Voiculescu started the "Rețeaua Citostaticelor" (Cytostatics Network), an unofficial mechanism of supplying medications for patients diagnosed with cancer in Romania through parallel proceedings with official methods that are bureaucratic. Those organizations have been the subject of the Rețeaua (Network) documentary, by Claudiu Mitcu.

=== Politics ===
In 2018, Voiculescu co-founded the Mișcarea România Împreună ("Romania Together Movement") organization, a political movement founded by the ex-premier Dacian Cioloș. Vlad Voiculescu announced his candidacy in the subsequent 2020 elections for the city hall of Bucharest.

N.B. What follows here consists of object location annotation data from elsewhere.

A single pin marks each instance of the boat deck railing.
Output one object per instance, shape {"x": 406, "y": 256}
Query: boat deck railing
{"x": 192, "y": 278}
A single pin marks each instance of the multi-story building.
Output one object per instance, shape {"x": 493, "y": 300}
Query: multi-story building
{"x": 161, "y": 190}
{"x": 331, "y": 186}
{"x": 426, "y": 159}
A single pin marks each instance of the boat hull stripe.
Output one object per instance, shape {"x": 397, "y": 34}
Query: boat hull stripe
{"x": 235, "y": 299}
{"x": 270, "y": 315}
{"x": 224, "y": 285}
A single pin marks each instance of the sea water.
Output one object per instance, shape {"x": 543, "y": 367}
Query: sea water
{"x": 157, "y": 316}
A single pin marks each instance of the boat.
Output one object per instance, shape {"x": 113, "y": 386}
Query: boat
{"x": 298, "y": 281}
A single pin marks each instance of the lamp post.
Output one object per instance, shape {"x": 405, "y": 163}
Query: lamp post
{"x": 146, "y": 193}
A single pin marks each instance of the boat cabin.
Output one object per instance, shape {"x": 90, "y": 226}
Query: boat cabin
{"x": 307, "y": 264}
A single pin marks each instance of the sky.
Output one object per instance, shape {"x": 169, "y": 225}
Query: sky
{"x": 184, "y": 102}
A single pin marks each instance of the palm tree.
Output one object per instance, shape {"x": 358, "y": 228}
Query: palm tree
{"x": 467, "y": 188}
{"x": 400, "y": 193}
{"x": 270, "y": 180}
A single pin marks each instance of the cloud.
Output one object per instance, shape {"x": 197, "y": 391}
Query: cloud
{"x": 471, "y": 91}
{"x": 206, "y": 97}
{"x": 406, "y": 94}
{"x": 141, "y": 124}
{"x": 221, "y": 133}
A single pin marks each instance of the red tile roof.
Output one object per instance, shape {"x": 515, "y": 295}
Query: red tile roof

In December 2018, he became a member of the Freedom, Unity and Solidarity Party (PLUS). On 1 August 2019 he was designated by PLUS as a candidate for the Bucharest City Hall. On 28 February 2020 he withdrew his candidacy.

In December 2020, he was nominated to be part of the Cîțu Government as the Minister of Health. However, after a meeting between the Prime Minister of Romania Florin Cîțu and the Deputy Prime Minister of Romania Dan Barna, Voiculescu was removed from his position as Health Minister in 14 April 2021 due to all the scandals surrounding his mandate. Andreea Moldovan, the main Secretary of State of the Health Ministry, who often advised Voiculescu on measures was also removed. Voiculescu was shortly thereafter replaced by Florin Cîțu, the then-incumbent PM, as interim Health Minister.

== In popular culture ==
Voiculescu and his handling of the 2016 diluted disinfectants scandal are one of the main focuses of the 2019 documentary Collective.